Aquí hay una serie de medidas que no se entendió políticamente conveniente y después hay otras cosas muy curiosas, producto de la presión de ciertos grupos económicos que fueron cercenando y cortando cosas de los artículos donde claramente se cometieron errores. Los invito a que tomen el ejemplo del artículo 18. Este artículo supuestamente regula la necesidad de que el fabricante o el importador tenga repuestos. Lo que dice sin embargo es: los repuestos solamente se deben tener en el momento que se importa o se fabrica. En los proyectos originales decíamos lo que es lógico, que se debe tener por un período prudencial aún después de que usted dejó de importar o fabricar el producto. Mientras haya algún producto garantido circulando en el mercado lo tiene que tener. En este país usted puede perfectamente traer productos sin repuestos. Esto fue producto de presiones porque si se le exigía esto por un período prudencial, obviamente tenían que seguir importando repuestos nada más que para proteger al consumidor y eso lo sabían.
–¿Entonces es una ley que protege más a los inversores que a los consumidores?
–No polaricemos, esta es una ley que ha dado los primeros pasos. Lo más importante de esta ley para mí es que se introduce una serie de institutos que llevan a la transparencia del mercado, por ejemplo controla y regula las cláusulas abusivas en los contratos, controla la publicidad engañosa, controla determinados tipos de prácticas abusivas y hay una declaración de derechos. Actualmente a nivel del Mercosur se está por aprobar una declaración de derechos sustanciales del consumidor. Aquí la idea original era que la ley de relaciones de consumo iba a tener normas para todos los países pero lamentablemente esto no fue posible.
Creo que en su balance final es una ley que tiene cosas muy positivas como también errores técnicos, omisiones y exclusiones. La palabra exclusiones es importante, una cosa es que usted olvide algo o ignore algo y no lo regule y otra cosa es que usted, teniendo algo en los proyectos, lo saque.
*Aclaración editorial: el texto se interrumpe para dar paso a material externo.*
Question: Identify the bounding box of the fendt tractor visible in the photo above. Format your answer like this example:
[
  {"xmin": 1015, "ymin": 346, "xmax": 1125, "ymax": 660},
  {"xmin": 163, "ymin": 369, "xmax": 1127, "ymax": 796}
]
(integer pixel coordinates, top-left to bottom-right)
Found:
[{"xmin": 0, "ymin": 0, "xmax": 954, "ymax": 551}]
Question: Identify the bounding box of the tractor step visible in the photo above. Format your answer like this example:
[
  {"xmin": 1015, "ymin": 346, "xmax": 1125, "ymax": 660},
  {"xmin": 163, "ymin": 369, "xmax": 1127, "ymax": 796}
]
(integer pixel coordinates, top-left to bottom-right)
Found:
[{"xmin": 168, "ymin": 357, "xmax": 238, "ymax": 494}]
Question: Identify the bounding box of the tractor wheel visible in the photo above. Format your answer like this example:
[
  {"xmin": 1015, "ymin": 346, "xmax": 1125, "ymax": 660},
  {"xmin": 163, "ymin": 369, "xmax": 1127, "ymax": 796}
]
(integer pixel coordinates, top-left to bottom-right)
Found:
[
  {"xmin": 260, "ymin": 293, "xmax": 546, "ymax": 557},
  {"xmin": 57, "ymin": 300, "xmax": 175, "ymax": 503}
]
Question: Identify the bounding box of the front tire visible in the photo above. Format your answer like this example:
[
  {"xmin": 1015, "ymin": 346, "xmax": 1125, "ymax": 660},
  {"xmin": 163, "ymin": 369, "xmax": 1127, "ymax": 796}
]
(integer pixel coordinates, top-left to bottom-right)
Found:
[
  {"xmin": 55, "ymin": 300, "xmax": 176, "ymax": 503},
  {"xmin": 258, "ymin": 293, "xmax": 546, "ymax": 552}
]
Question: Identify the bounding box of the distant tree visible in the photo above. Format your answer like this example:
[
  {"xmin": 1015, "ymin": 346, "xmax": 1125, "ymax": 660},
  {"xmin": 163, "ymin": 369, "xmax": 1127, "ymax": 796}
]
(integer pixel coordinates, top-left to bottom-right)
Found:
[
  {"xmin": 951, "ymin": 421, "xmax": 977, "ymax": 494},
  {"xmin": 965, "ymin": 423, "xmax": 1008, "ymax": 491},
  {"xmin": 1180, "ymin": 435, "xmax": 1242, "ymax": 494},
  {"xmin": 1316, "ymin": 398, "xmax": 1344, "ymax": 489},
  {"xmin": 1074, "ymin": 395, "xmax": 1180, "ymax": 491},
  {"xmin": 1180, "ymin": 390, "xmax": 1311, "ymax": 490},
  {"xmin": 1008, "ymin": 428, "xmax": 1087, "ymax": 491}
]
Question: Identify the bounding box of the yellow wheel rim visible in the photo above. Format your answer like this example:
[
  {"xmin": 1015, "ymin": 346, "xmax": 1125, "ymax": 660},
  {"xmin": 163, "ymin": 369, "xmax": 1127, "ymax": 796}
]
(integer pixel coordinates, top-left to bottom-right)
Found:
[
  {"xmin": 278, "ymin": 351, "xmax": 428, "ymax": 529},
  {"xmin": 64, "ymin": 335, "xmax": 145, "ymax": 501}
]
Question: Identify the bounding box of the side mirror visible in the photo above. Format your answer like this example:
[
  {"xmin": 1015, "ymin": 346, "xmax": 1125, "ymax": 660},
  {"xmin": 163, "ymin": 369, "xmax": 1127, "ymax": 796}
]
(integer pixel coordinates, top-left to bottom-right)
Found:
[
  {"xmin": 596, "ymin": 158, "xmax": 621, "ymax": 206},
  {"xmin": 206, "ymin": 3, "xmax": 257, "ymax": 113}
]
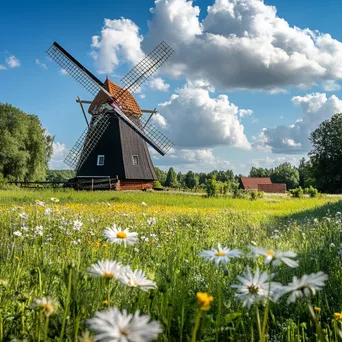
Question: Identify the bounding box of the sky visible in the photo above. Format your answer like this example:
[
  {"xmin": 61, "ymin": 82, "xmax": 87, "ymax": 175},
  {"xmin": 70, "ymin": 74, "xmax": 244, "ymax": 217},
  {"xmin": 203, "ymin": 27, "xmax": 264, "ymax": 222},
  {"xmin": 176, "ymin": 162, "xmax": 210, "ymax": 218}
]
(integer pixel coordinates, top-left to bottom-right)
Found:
[{"xmin": 0, "ymin": 0, "xmax": 342, "ymax": 175}]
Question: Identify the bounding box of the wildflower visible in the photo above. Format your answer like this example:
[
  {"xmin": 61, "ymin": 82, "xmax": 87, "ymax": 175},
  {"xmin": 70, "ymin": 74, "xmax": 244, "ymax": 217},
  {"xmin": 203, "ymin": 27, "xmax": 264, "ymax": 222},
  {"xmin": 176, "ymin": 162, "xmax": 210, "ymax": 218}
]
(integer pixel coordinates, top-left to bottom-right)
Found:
[
  {"xmin": 32, "ymin": 297, "xmax": 56, "ymax": 317},
  {"xmin": 103, "ymin": 224, "xmax": 138, "ymax": 246},
  {"xmin": 200, "ymin": 244, "xmax": 243, "ymax": 265},
  {"xmin": 88, "ymin": 307, "xmax": 162, "ymax": 342},
  {"xmin": 19, "ymin": 212, "xmax": 28, "ymax": 220},
  {"xmin": 88, "ymin": 260, "xmax": 122, "ymax": 280},
  {"xmin": 120, "ymin": 268, "xmax": 157, "ymax": 291},
  {"xmin": 248, "ymin": 246, "xmax": 299, "ymax": 268},
  {"xmin": 44, "ymin": 208, "xmax": 52, "ymax": 215},
  {"xmin": 147, "ymin": 217, "xmax": 157, "ymax": 226},
  {"xmin": 334, "ymin": 312, "xmax": 342, "ymax": 321},
  {"xmin": 35, "ymin": 200, "xmax": 45, "ymax": 207},
  {"xmin": 232, "ymin": 266, "xmax": 281, "ymax": 308},
  {"xmin": 196, "ymin": 292, "xmax": 214, "ymax": 311},
  {"xmin": 78, "ymin": 331, "xmax": 94, "ymax": 342},
  {"xmin": 282, "ymin": 271, "xmax": 328, "ymax": 303},
  {"xmin": 72, "ymin": 220, "xmax": 83, "ymax": 230}
]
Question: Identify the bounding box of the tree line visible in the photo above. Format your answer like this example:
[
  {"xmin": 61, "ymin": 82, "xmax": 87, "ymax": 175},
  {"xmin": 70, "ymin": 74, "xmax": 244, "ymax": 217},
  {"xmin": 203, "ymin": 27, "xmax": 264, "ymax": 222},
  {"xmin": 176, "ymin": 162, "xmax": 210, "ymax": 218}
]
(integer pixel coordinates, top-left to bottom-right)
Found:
[{"xmin": 0, "ymin": 103, "xmax": 342, "ymax": 193}]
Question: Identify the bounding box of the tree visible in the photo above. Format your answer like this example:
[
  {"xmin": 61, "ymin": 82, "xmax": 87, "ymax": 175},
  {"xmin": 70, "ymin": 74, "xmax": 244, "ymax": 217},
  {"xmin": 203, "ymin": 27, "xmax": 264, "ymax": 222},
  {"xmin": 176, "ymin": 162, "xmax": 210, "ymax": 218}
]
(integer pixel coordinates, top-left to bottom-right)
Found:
[
  {"xmin": 184, "ymin": 171, "xmax": 198, "ymax": 189},
  {"xmin": 271, "ymin": 162, "xmax": 299, "ymax": 189},
  {"xmin": 0, "ymin": 103, "xmax": 53, "ymax": 181},
  {"xmin": 298, "ymin": 158, "xmax": 316, "ymax": 189},
  {"xmin": 309, "ymin": 113, "xmax": 342, "ymax": 193},
  {"xmin": 165, "ymin": 167, "xmax": 178, "ymax": 188},
  {"xmin": 154, "ymin": 167, "xmax": 166, "ymax": 185}
]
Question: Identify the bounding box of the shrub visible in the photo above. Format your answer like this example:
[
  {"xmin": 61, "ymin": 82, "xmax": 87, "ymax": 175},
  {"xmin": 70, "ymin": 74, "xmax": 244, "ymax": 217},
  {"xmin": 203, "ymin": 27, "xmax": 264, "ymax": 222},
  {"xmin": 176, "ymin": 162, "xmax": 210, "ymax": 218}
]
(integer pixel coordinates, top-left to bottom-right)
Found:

El tema de la responsabilidad objetiva del fabricante no fue una omisión sino que fue una exclusión, el tema de la garantía legal de los productos también fue una exclusión.
–¿Sería bueno para la región tener un código común?
–Sin lugar a dudas que sí. Nosotros somos totalmente partidarios de que en estos temas se tienen que eliminar las fronteras porque acá el consumidor es único, yo soy consumidor esté donde esté. Los derechos van por encima de la frontera, no tiene sentido que tenga una protección distinta en Argentina o Brasil que en Uruguay.